The basic structure that I recommend is as follows:

  • Opening Blessings
  • Torah: Immersive Joint Learning
  • Avodah: Putting the Learning into Practice
  • Lechem haPanim: A time for refreshments & deepening friendships
  • Final Blessings

Introductory Remarks

The purpose of these remarks is to help participants detach from their everyday concerns and focus their attention on the chaburah. This can be accomplished in several ways:

  1. Go around the circle and have each of the participants say a few words regarding where he is at the moment, what he's feeling, what would help him to be more present and/or what he's hoping to get out of the encounter.
  2. Request that one of the participants tell the group about an issue that's been occupying his thoughts lately, or perhaps something interesting/funny that happened today.
  3. Sing a soulful tune that others can join in, and that will help turn their focus inward.

See some more ideas at [web link].

Torah: Immersive Joint Learning

We begin the session by studying texts in which we encounter inner wisdom and spiritual vitality. The learning should be based upon a written text and the first stage, which should be approached with humility, is to fully understand the language and concepts used in the source materials without trying to apply these ideas to the lives of the participants. The group sits around a table and the facilitator places the text's ideas and issues before the group. He does not use his position to preach to or influence the group — rather, the facilitator's job is to make the source material as accessible as possible to the chaburah members so that they can jointly interpret and discuss it.

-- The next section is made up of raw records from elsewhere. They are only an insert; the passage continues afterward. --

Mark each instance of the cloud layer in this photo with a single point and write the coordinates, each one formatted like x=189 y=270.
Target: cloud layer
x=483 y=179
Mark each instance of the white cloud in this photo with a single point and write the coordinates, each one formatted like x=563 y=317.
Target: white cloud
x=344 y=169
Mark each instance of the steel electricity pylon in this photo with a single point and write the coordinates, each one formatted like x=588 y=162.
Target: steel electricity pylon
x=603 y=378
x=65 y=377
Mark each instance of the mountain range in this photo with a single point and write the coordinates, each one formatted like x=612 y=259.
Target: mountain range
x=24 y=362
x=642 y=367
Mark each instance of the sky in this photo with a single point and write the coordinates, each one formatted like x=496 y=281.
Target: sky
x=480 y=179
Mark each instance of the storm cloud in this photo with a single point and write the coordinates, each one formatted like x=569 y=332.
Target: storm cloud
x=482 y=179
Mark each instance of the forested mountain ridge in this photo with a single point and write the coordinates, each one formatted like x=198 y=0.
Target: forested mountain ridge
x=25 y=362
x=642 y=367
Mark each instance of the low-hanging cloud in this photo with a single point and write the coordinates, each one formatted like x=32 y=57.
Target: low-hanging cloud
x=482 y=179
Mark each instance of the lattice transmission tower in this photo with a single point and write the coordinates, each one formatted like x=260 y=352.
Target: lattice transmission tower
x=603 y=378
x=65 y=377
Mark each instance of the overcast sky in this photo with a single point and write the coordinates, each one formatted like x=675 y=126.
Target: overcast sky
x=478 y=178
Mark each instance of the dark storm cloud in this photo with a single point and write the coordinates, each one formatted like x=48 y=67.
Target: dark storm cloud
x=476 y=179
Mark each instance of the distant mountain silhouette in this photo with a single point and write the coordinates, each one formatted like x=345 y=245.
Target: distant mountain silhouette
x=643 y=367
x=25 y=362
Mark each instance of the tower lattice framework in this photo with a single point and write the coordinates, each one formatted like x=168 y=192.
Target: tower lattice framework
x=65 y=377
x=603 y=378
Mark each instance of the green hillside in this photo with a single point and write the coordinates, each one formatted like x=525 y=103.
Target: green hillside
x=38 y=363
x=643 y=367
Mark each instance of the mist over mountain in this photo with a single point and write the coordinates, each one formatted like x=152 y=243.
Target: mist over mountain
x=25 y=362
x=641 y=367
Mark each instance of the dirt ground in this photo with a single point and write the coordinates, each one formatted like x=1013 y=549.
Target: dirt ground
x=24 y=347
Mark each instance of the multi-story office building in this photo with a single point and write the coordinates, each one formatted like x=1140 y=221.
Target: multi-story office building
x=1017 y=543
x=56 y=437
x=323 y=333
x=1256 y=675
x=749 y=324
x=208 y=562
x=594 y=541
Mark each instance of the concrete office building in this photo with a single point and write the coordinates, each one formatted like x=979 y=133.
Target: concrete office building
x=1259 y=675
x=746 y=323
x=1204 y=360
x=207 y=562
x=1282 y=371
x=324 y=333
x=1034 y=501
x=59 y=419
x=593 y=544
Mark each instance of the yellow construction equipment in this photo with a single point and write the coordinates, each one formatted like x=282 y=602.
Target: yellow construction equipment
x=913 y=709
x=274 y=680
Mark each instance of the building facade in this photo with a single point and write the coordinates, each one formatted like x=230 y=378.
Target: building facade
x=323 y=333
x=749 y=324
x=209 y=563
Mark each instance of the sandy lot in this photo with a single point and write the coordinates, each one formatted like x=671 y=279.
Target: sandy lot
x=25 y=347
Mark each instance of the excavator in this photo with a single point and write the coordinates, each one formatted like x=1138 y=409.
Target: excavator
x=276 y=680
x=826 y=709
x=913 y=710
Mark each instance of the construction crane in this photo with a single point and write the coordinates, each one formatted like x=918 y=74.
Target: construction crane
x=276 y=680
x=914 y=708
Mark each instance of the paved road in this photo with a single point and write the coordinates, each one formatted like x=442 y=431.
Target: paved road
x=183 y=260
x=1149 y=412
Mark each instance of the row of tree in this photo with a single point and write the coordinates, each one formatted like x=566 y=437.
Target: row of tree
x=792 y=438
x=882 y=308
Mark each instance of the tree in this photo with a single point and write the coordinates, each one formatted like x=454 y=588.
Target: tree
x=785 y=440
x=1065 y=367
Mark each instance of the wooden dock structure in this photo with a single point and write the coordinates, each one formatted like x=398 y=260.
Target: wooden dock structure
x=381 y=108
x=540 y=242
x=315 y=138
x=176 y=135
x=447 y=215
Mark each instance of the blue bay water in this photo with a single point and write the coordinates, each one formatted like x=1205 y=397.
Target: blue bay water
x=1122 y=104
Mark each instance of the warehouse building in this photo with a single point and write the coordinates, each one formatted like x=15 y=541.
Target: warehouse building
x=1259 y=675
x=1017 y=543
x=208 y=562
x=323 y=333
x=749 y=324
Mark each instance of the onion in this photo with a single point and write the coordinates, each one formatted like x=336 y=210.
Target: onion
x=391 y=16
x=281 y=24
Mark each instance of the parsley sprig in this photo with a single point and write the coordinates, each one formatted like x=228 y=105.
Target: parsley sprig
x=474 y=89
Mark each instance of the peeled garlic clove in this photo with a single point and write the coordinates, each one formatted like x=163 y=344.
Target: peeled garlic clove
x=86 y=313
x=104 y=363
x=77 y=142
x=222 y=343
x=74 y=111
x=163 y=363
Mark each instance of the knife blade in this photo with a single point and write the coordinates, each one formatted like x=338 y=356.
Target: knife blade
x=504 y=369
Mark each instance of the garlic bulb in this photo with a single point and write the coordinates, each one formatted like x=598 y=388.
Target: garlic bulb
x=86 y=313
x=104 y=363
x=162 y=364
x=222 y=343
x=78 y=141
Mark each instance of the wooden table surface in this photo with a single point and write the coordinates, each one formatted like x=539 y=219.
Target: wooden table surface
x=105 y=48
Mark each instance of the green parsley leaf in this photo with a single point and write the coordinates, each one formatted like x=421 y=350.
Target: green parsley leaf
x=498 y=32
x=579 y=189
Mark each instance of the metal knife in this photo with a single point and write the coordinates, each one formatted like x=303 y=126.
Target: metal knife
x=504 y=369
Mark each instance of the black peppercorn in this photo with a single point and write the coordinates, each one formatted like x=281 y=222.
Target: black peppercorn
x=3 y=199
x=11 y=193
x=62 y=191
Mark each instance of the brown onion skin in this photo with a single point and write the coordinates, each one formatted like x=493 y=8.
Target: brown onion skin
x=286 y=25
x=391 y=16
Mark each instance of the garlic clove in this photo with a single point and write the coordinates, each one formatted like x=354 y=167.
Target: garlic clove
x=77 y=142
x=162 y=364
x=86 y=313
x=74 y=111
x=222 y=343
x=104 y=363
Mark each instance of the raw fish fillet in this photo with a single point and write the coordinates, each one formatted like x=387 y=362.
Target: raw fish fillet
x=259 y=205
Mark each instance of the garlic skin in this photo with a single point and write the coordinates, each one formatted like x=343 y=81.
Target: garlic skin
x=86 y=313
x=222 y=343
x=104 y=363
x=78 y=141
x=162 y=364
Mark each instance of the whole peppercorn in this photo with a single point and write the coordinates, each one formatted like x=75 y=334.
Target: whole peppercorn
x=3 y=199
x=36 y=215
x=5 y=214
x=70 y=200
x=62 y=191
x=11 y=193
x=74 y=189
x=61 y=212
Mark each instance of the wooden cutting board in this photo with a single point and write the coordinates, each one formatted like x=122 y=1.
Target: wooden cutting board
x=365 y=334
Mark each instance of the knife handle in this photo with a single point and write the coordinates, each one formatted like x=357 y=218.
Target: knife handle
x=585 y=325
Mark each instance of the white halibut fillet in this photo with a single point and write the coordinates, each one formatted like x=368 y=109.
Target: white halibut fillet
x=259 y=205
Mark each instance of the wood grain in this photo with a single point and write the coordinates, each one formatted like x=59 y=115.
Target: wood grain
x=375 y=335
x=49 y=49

Avodah: Putting the Learning into Practice

At this point, the facilitator will raise questions whose purpose is to encourage participants to internalize what they've learned and find ways to put it into practice in their own lives. The questions are in a personal coaching style that seeks to define actionable steps for making changes in one's life. Sample questions can be seen on our website, xx.xx

An additional step, after turning the theoretical text into practical steps for application in one's life, is to pray for divine guidance in choosing a course of action and carrying it out properly.


Lechem haPanim (The "Showbread")

The group is of paramount importance to the process of personal growth. Ethics of the Fathers (Pirkei Avot) teaches that the world's existence depends upon a trio of human endeavors: Torah, Avodah and Gemilut Chasadim. After having learned some Torah, and done some Avodah (inner spiritual work & prayer), now is the time to engage in Gemilut Chasadim (charitable work or kindness to others).

At each session, a different member of the group will be the designated host who takes responsibility for the refreshments and shares with his fellow participants a personal anecdote from his life, or some personal thoughts or feelings. After the host's story (which should be pre-assigned a set amount of time), other members of the group are invited to react, by saying which part of the story spoke to them or caught their attention, or by asking questions. It is also possible to ask participants to write down their questions and then have the host select a few to answer. The purpose of all this is that the host's story should receive the attention it deserves.

Final Blessings

It is important to review and sum up every session with the entire group before it ends. There are several ways to do this:

  • every participant can list one of the topics discussed or something new he learned
  • the group facilitator can review the session
  • a song or nigun (soulful melody) can be sung by all
  • some of the participants can be invited to say a few words to others present
  • the group can spend a few moments in quiet meditation on what has transpired.

This final step is crucial in that it prevents participants from mentally ducking out toward the end of the session and enables it to end with the participants still engaged, having fully experienced the event at hand.


The basic session structure described above is intended for weekly meetings of 2-3 hours which should be followed up with personal work done either individually or in small groups (which can even meet by phone or social media) in between the weekly sessions. The small group meetings should advance and enhance the personal work that each participant has committed to.

If time is limited, the basic structure can be adapted by, for example, limiting the refreshments to once every few sessions, shortening the textual learning time, etc.